Q3 Net Profit May Top ₹75,000 Crore
According to official sources, IOC, BPCL and HPCL together are expected to report net profits above ₹75,000 crore in Oct-Dec 2022 period.
This is underpinned by higher marketing margins on fuel sales as well as softening crude oil costs. In first half itself, their combined net profit had spiked to ₹57,091 crore from just ₹1,137 crore in entire FY23.
The strong earnings performance will continue in third quarter as well based on elevated refining margins.
Potential ₹10/Litre Fuel Price Cut
With such high profits and margins at around ₹10 per litre, officials say companies will re-evaluate passing on some benefits to consumers after quarterly number announcements.
Sources reveal OMCs could reduce petrol and diesel rates by ₹5-10 per litre through February, while keeping buffers for any future oil price volatility.
The decision is expected to be taken in consultation with government which is the majority stakeholder.

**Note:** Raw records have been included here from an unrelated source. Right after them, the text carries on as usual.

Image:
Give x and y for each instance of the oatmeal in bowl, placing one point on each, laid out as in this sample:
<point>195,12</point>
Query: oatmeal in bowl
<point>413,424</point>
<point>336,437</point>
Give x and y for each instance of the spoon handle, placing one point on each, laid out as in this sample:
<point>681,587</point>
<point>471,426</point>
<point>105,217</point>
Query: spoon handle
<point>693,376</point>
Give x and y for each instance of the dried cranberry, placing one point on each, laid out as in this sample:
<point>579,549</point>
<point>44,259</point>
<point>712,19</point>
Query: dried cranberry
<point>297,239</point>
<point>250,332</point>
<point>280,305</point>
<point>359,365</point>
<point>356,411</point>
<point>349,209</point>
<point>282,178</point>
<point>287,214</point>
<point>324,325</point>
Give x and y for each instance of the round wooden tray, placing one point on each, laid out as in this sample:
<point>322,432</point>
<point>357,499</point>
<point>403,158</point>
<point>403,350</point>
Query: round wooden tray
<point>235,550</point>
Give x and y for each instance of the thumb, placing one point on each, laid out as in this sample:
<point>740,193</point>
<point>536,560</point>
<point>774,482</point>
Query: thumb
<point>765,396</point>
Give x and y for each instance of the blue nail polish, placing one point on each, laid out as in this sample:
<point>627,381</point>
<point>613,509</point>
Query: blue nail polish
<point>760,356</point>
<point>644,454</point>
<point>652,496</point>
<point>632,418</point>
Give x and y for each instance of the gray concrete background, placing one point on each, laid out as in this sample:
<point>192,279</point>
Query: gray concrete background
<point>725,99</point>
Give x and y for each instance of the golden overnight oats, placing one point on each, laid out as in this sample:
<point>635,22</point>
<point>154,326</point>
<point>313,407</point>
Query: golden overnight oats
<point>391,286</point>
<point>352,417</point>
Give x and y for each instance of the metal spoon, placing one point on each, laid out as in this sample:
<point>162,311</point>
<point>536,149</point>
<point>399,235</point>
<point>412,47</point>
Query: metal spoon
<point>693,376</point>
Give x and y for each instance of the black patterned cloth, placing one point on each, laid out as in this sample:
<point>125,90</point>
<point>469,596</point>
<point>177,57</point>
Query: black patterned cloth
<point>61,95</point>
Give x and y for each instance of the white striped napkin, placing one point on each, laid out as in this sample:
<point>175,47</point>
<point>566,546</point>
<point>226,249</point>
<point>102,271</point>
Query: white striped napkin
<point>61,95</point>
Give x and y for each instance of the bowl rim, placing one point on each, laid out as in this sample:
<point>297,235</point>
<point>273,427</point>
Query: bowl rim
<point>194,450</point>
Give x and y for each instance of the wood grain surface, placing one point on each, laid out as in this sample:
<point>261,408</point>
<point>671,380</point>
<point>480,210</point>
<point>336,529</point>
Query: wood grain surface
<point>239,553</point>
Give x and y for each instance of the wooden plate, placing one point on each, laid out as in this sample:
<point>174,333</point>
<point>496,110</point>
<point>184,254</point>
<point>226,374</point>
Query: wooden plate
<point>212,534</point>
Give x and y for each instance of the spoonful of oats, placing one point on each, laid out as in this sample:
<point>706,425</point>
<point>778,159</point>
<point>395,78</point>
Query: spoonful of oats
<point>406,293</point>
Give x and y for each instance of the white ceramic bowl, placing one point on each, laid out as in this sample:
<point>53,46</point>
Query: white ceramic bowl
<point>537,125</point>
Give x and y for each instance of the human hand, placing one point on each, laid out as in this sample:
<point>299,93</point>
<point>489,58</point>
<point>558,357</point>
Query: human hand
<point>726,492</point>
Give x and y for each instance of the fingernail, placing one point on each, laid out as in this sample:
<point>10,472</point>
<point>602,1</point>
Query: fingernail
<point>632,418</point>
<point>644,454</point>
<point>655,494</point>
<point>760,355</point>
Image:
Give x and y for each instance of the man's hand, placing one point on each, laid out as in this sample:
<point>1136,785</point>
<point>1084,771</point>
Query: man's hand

Election, Inflation Considerations
A significant cut in retail fuel prices ahead of 2024 general elections could provide some relief from persistently high inflation.
It may also stimulate consumption and economic growth amid signs of slowdown in recent quarters.
For OMCs who froze pump prices since April 2022 despite higher input crude costs, it is an opportunity to win back consumers while pocketing solid marketing margins this year.
All eyes are now on Q3 results of IOC, BPCL and HPCL expected around end of this month for further cues and price movement triggers.